Introduction
I recently grew tired of occupying my personal gaming station with long running machine learning experiments. Also, a neighbor (broke college kid) was interested in ML and didn't have the money for a nice NVIDIA - so he needed to access the box as well. From that starting point, our homelab was born.
Hardware
It's not going to break any records, but it gets the job done - and it was free!
Part | Type | Description |
CPU | Intel i7-9700K | 8 core, 3.60 GHz |
RAM | 48 Gb | DDR4 |
GPU | NVIDIA GTX 2070 | 8 Gb |
HDs | 7.25 TB total | 250 Gb NVMe |
2 TB SSD | ||
5 TB normal HDs | ||
OS
So this was an interesting choice. Because I wanted to do Machine Learning work, and I wanted to use CUDA, there were issues. NVIDIA drivers do not allow virtualization, since they have a licensed product that provides that. I could not get Proxmox or any of the other hypervisors to play nicely - I use ESXI at work, so I wanted to do something different. In the end, I wound up doing a simple Ubuntu 19.04 installation and then put KVM and Docker (plus NVIDIA's dockers) on top. More on that below.
Virtualization
Since I still wanted to have the ability to spin up true VMs and not just Dockers, I had to get a bit creative.
After installing KVM proper, I wasn't happy having to SSH in to do anything - I wanted a fancy web interface (like Proxomox, Xen frontends, etc.). I stumbled upon a Docker called webvirtmgr, which worked pretty well out of the box (I'm still connecting to it over SSH tunnel, but I only have to start up the tunnel. Eventually, I'll have it just running behind nginx + SSL).

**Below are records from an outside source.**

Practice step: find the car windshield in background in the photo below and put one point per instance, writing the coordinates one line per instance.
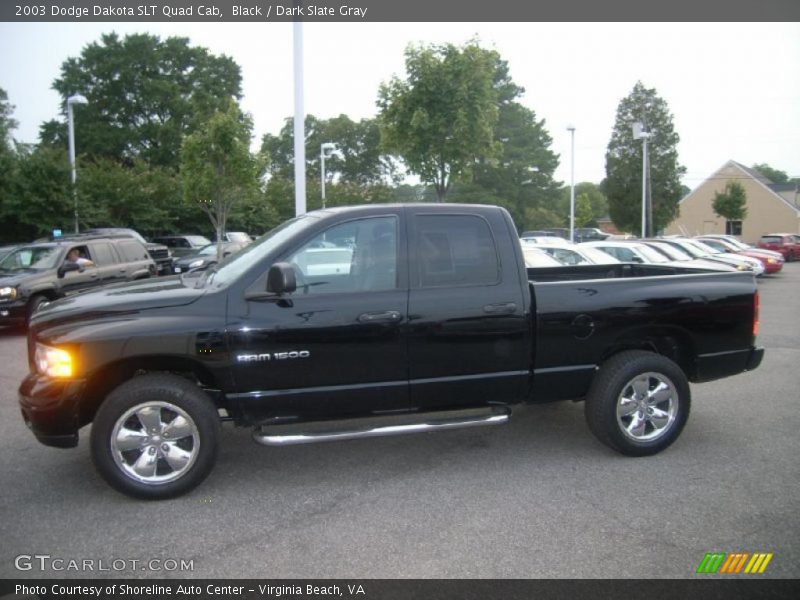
(32, 257)
(209, 250)
(704, 247)
(231, 268)
(598, 256)
(239, 237)
(198, 240)
(672, 252)
(651, 255)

Webvirtmgr worked pretty well out of the box, but I ran into issues with using KVM's default VNC. What I ended up doing was port forwarding within the docker using the wonderful socat. I think it ended up being more complicated than normal since I was tunneling over SSH (since webvirtmgr is http by default and unencrypted VNC).
Services
Obviously I started this server wanting to do some Machine Learning, so there is a Jupyter notebook docker running with Fast.ai. Surprisingly, a few other needs came up as well. There will probably be some blog posts on these in the future - stay tuned!
Windows VM for some robot programming testing (didn't want to remote into work)
MacOS VM to learn Swift and app programming (all real compilation will be done on my MacBook to stay kosher with the Apple ToS)
My favorite - a small Linux VM (with X) to automatically add entries from my Youtube playlist into my Google Music (always support content creators and only use such a method with NCS or other properly licensed content).